Jantungnya seakan diremat-remat. Berdetak lebih cepat daripada biasanya. Telapak tangan Ayana terkepal kuat di bawah meja. Kesal. Mau menampar pipi merona cewek blasteran jepang itu. Kalau bisa sekalian mau acak-acak mukanya sampai jadi mirip rusa. Hellooo, emang siapa dia bisa ngusir-ngusir gue? Dia yang punya kafe? Yang punya tanah? Yang punya pasokan udara di muka bumi ini?! Enggak, kan?!
Dan apa tadi katanya? Ayana mengganggu? Tolong kalo punya kaca itu dipakek buat ngaca. Dia nggak sadar apa, kalo mukanya yang sok cantik itu mengganggu banget? Kulit putihnya apalagi, bikin mata gue silau. Sampai mau sakit mata aja rasanya!
"Sebelum lo bilang kayak gitu, gue juga mau pergi."
Yura mengendikkan bahu, "Ya, bagus."
Bibir Ayana mencedut kesal. "Sorry kalo dengan adanya gue di sini bikin lo terganggu. Gue cuma menghargai Bagas yang udah ngundang gue ke sini. Selebihnya, gue juga nggak suka lama-lama ada sini."
Apalagi ada lo!
Ingin sekali Ayana menambahi.
"Oh, ya. Satu lagi." Ayana menghentikan langkah mendengar Yura menginterupsi. Ia menoleh. "Jauhi Bagas. Jangan deket-deket sama dia lagi."
"Kenapa harus?" tanya Ayana.
"Gue cuma mau lo sadar diri aja. Lo bukan siapa-siapanya, kan? Cuma orang asing. Dan udah seharusnya orang asing bersikap selayaknya orang asing, kan?"

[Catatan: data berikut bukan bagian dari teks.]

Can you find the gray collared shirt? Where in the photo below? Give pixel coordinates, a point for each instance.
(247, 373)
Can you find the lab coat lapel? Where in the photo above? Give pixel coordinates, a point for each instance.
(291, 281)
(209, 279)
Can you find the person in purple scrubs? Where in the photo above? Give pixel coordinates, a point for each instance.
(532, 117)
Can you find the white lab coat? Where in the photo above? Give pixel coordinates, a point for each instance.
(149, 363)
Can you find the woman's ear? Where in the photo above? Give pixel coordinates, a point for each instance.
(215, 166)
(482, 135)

Bibir Ayana terbuka separo. Woah, mulut Yura ini minta ditampar banget, ya? Ayana membuang napas kesal, "Harusnya lo tanya sama Bagas. Kalo emang dia menganggap gue orang asing, kenapa gue yang ada di sini. Bukannya lo."
Ayana pergi. Berjalan menuju motornya. Saat menatap bunga mawar di tangannya, ia tersenyum kernyih. "Jadi ini bagian pahitnya?"
Ayana membuang bunga itu ke sembarang arah kemudian memasang helm di kepala.
*
Bagas sampai di BitterSweet lalu mematikan mesin motornya. Sejemang ia kembali mengingat perkataan Yudha.
"Kenapa mata gue berkata lain, katanya?" Bagas menggeleng sembari mendengus geli. "Emangnya mata gue bisa ngomong, apa? Aneh."
Usai melepas helm di kepala, Bagas merogoh saku jaket. Mengeluarkan ponsel lalu mengetik sederet pesan.
To: Ayana
Gue udah nyampe. Meja no 7 kan?Tanpa menunggu balasan, Bagas beranjak memasuki kafe. Tapi, ia berhenti sejenak. Sesuatu menarik perhatiannya. Melihat setangkai bunga mawar di bawah kakinya, Bagas memungutnya. "Masih bagus kenapa dibuang?"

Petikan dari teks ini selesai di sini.